Spoken Language Modeling with Duration-Penalized Self-Supervised Units
This work addresses the optimization of acoustic units for spoken language models, which is incremental as it explores an underexplored interaction to guide task-specific unit selection.
The paper investigates how codebook size and unit coarseness affect spoken language model performance, finding that coarser units improve sentence-level resynthesis and language modeling tasks at lower bitrates, while phone and word levels benefit more from appropriate codebook size.
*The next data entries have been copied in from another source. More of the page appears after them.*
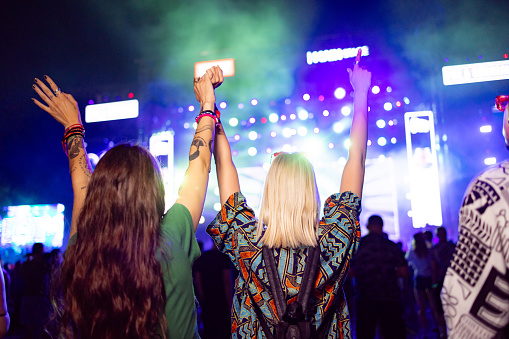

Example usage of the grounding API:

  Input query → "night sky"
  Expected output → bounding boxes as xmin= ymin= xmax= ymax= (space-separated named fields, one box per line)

xmin=0 ymin=0 xmax=509 ymax=250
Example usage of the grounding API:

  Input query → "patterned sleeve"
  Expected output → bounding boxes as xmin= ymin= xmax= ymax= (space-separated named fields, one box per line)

xmin=318 ymin=192 xmax=361 ymax=280
xmin=207 ymin=192 xmax=256 ymax=270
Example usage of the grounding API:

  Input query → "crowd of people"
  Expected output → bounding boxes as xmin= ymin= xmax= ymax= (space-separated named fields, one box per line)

xmin=0 ymin=49 xmax=502 ymax=339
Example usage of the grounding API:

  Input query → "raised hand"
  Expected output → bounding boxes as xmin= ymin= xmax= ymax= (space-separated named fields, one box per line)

xmin=347 ymin=48 xmax=371 ymax=92
xmin=32 ymin=75 xmax=83 ymax=128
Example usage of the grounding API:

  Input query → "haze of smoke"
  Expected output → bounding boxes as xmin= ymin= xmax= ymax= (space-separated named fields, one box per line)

xmin=89 ymin=0 xmax=314 ymax=101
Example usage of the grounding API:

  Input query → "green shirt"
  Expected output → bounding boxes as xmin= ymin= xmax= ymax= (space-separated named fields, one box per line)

xmin=67 ymin=204 xmax=200 ymax=339
xmin=159 ymin=204 xmax=200 ymax=339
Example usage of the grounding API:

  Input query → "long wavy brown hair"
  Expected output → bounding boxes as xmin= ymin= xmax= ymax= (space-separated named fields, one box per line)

xmin=53 ymin=144 xmax=167 ymax=339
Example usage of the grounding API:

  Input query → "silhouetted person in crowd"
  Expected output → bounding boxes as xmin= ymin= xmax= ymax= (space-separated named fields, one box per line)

xmin=21 ymin=243 xmax=51 ymax=338
xmin=442 ymin=96 xmax=509 ymax=339
xmin=424 ymin=231 xmax=433 ymax=249
xmin=352 ymin=215 xmax=408 ymax=339
xmin=406 ymin=232 xmax=445 ymax=336
xmin=194 ymin=245 xmax=233 ymax=339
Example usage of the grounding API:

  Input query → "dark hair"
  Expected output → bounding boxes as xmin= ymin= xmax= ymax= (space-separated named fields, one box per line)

xmin=413 ymin=232 xmax=429 ymax=258
xmin=53 ymin=144 xmax=167 ymax=338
Spoken language models (SLMs) operate on acoustic units obtained by discretizing self-supervised speech representations. Although the characteristics of these units directly affect performance, the interaction between codebook size and unit coarseness (i.e., duration) remains unexplored. We investigate SLM performance as we vary codebook size and unit coarseness using the simple duration-penalized dynamic programming (DPDP) method. New analyses are performed across different linguistic levels. At the phone and word levels, coarseness provides little benefit, as long as the codebook size is chosen appropriately. However, when producing whole sentences in a resynthesis task, SLMs perform better with coarser units. In lexical and syntactic language modeling tasks, coarser units also give higher accuracies at lower bitrates. We therefore show that coarser units aren't always better, but that DPDP is a simple and efficient way to obtain coarser units for the tasks where they are beneficial.